What’s incredible to me is the ability to be so excited about something, to be willing to put time, money, heart into a project and/or a passion yet when it comes down to really moving it forward – to showing it off to family, friends, strangers – so many of us back down. Which is what I’ve done, over and over again. I’ve allowed my fire to be smothered by my own assumptions and projections of what other might think of me and stopped any idea of what I previously wanted to go after. With feeling all of that, and allowing seven months between posts, why am I back at it?

An old friend from high school began blogging about her life, and you know what I thought? Why did I stop doing that?! It seems like such a simple way to share, and it’s so wonderful to read for someone who is seeing her posts. Why should I believe that anyone would feel differently about my own blog? So here I am, feeling a re-ignited joy and determination for sharing my wellness, my story, and my continuing journey through finding health as told by my body.
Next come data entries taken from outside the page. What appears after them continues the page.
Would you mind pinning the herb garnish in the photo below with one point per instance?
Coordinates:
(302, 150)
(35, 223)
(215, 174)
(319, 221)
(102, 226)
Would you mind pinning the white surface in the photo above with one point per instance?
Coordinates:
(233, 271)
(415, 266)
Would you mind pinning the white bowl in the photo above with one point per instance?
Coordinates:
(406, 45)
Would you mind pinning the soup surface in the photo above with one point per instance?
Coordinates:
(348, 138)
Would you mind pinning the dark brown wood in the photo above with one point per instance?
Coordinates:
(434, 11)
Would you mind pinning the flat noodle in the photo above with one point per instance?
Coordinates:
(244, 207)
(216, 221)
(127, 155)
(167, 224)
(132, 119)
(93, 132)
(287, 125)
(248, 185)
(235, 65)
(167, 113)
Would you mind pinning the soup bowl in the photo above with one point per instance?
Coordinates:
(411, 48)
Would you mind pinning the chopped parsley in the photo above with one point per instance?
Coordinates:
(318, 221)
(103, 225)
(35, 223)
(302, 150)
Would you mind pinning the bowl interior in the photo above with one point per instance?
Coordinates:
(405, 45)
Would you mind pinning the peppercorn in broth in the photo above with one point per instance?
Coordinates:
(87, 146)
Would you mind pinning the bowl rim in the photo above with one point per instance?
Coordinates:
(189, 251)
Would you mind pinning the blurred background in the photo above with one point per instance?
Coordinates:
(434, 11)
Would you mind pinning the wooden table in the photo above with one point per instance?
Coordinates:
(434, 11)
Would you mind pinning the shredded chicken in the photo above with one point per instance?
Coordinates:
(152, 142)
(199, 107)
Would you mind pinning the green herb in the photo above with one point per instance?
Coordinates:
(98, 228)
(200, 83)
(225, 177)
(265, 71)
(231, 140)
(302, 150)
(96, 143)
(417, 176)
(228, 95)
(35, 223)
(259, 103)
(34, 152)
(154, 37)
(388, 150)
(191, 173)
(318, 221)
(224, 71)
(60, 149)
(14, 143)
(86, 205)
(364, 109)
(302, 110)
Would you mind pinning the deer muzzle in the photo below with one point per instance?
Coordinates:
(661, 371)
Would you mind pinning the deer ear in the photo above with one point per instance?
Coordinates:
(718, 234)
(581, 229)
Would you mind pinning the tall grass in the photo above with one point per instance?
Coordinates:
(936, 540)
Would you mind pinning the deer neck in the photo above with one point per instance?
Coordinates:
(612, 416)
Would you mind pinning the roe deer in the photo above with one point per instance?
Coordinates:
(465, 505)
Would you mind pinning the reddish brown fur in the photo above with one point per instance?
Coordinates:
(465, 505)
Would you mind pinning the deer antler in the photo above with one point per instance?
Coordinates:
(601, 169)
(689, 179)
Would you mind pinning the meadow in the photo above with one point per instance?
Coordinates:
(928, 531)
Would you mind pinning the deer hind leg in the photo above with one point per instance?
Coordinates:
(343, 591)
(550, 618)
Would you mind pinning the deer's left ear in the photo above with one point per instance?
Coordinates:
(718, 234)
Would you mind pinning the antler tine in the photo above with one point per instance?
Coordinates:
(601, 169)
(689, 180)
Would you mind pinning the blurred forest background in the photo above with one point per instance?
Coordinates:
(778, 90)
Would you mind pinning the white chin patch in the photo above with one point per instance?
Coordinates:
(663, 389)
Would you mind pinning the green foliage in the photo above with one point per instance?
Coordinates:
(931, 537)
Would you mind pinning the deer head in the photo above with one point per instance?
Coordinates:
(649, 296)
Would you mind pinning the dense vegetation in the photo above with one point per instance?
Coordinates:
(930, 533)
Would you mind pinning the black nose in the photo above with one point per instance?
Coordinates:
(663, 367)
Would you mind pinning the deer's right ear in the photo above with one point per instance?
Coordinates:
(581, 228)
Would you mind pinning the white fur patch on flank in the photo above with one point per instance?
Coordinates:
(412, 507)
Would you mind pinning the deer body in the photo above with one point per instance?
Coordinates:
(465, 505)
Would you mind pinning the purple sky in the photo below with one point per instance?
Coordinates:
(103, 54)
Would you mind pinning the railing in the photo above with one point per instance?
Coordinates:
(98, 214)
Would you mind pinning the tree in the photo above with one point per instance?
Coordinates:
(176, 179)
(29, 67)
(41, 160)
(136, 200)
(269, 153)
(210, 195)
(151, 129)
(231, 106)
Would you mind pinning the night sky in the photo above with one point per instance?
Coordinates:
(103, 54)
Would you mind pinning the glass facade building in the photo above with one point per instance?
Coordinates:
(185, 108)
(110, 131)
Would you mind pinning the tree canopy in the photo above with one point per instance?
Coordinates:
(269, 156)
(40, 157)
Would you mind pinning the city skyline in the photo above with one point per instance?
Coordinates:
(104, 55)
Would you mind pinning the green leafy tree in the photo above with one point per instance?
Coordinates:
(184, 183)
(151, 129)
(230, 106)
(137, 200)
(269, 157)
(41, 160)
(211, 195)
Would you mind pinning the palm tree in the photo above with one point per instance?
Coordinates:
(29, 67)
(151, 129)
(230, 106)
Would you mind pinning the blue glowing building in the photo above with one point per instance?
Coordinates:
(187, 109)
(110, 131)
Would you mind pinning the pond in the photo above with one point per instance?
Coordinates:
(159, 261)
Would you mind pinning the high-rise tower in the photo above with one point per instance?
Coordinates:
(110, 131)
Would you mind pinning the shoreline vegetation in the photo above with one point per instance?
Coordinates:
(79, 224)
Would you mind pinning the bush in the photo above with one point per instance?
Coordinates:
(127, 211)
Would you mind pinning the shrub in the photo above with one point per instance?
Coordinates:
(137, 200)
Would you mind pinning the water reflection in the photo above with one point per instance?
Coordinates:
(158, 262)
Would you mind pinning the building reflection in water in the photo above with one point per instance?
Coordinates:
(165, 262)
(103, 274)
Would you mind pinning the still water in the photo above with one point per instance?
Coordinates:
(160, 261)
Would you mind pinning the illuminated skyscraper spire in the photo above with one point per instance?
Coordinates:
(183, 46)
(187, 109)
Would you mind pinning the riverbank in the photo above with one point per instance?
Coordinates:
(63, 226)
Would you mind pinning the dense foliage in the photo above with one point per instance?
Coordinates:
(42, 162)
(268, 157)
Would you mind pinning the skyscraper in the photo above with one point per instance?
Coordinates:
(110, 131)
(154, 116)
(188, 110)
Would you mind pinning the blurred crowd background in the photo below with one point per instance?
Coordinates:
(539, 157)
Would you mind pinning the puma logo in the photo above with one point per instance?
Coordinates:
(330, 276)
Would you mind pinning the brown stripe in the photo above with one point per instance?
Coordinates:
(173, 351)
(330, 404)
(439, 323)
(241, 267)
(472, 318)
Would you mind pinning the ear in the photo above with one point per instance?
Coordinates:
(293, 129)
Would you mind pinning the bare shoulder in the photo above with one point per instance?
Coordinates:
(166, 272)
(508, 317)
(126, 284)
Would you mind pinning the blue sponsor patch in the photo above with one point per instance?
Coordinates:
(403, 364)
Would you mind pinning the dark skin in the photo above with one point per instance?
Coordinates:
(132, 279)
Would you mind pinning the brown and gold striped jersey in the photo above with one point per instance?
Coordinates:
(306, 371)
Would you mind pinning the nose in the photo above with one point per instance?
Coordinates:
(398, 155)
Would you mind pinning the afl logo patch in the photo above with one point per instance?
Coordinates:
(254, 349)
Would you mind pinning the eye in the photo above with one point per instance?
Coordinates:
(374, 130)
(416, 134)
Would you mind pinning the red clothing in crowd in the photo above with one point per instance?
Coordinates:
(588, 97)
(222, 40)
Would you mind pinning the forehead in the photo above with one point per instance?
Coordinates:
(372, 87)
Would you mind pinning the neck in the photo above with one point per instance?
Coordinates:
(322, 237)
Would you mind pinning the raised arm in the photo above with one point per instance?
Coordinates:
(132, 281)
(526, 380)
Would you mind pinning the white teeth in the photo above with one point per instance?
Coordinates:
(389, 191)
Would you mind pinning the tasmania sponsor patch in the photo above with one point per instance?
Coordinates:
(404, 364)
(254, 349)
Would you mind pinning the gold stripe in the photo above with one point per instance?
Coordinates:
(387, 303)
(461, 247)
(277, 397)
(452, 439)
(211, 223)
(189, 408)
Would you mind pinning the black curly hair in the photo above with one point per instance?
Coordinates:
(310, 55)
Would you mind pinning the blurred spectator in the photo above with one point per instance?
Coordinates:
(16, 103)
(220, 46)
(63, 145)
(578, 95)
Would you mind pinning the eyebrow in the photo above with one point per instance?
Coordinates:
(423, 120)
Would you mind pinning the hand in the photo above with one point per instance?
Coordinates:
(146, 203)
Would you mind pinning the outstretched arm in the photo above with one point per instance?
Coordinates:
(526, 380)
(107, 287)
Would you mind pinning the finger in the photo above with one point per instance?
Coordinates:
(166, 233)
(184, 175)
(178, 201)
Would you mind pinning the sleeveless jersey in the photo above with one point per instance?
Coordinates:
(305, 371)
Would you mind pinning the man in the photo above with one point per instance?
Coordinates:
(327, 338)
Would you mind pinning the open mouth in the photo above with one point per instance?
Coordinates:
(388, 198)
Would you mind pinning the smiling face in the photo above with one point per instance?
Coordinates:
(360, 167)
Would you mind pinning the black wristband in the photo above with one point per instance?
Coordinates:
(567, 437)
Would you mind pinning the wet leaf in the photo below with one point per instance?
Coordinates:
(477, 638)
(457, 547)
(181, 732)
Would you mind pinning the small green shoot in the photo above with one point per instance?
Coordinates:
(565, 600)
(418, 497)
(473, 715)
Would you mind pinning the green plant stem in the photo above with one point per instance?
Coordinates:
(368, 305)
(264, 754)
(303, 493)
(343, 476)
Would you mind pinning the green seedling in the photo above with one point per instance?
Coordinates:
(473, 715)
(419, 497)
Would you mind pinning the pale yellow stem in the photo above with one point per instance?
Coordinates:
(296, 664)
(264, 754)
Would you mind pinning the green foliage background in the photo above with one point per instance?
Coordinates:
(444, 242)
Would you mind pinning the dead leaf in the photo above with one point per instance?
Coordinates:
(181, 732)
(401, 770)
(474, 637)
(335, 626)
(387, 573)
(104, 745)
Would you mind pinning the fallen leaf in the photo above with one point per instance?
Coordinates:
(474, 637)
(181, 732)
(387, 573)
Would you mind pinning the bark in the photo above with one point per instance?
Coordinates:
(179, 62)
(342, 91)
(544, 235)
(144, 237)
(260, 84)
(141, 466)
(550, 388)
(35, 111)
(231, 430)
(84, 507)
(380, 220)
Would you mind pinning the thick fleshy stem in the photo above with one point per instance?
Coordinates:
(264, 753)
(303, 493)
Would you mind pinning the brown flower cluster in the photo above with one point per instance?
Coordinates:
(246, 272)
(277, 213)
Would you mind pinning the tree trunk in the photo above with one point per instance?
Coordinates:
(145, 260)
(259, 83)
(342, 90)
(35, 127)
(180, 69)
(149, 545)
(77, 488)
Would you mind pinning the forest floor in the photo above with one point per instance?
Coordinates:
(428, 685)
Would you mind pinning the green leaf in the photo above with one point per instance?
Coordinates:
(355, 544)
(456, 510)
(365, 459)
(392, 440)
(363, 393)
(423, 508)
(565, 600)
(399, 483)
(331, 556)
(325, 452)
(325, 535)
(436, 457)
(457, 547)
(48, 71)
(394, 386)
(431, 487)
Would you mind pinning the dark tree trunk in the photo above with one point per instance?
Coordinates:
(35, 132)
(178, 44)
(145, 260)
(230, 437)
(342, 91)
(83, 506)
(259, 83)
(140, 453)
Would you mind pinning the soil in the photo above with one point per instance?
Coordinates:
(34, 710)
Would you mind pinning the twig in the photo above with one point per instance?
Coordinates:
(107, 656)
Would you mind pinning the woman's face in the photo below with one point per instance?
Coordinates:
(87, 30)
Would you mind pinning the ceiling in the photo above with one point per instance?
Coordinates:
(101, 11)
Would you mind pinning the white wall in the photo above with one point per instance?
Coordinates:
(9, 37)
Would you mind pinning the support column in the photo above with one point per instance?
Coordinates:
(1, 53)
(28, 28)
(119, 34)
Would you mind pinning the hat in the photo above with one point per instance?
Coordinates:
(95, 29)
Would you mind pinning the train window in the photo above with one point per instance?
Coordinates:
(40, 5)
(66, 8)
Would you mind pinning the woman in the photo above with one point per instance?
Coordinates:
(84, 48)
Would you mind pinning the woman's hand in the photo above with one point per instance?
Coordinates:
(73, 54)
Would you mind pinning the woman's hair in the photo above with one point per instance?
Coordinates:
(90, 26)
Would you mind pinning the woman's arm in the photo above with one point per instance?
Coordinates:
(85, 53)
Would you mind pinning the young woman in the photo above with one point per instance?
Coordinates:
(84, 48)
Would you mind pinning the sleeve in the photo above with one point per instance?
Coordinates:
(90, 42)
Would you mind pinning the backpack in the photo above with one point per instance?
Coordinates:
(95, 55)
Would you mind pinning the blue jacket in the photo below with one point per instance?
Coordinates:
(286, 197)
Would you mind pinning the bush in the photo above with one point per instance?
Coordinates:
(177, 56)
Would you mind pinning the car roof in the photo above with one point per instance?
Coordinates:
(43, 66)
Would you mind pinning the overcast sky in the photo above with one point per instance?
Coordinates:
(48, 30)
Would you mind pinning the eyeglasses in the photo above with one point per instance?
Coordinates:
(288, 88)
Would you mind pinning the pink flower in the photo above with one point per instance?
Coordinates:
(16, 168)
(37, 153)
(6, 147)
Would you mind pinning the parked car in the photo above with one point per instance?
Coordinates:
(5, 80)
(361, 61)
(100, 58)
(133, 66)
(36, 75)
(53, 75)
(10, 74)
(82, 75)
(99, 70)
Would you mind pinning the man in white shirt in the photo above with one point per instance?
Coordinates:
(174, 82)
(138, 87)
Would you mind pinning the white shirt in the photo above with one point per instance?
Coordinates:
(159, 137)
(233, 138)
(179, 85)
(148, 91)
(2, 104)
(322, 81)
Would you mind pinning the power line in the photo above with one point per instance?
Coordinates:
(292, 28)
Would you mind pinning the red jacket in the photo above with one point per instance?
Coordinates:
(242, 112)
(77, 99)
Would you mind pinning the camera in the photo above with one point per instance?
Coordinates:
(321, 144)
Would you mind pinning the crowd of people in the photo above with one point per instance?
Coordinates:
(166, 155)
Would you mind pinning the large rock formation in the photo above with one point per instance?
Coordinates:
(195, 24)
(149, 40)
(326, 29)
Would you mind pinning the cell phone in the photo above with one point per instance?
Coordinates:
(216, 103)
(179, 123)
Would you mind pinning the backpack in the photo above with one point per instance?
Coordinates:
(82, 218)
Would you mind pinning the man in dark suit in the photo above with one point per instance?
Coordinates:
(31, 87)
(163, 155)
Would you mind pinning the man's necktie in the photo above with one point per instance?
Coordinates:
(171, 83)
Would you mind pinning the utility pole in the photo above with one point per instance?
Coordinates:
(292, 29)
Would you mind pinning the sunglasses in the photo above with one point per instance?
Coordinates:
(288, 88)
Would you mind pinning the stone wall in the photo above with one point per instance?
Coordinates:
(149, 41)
There was a reason I wanted to really focus on all aspects of life, not just nutrition, because in my opinion, it’s all connected. Stress of what people think, well that leads to adrenaline, which leads to any number of outcomes (for me is goes anxiety+emotionally eating+self-hate/self-doubt). Our minds, bodies, emotions, and environments are all created with each other in mind, yet that seems to have been forgotten over the development of Western medicine – or worse, not taught in the first place. This is something I’m still trying to really grasp in my every day moments, but it always comes back to me one way or another, usually after I’ve slipped back into my old habits (see a common equation posted a few sentences ago). Finding a balance between want and need, between yes and no, it all effects who we are as a whole. And leading a holistic life has a major requirement of constantly finding the harmony within ourselves. This is not an easy task, at least not here, in a society that values quantity over quality, at least not for me.

So I’m back, posting again because every time I try something new, whether it continues on or stops dead in its track, I learn something about new about myself in every area. So I’m going to continue on, and I’m going to keep pushing through my fear. Because this is what I want to do: I want to share my experiences and struggles in the hope that it helps others through their own. I want to create a community of holism like many others in the world.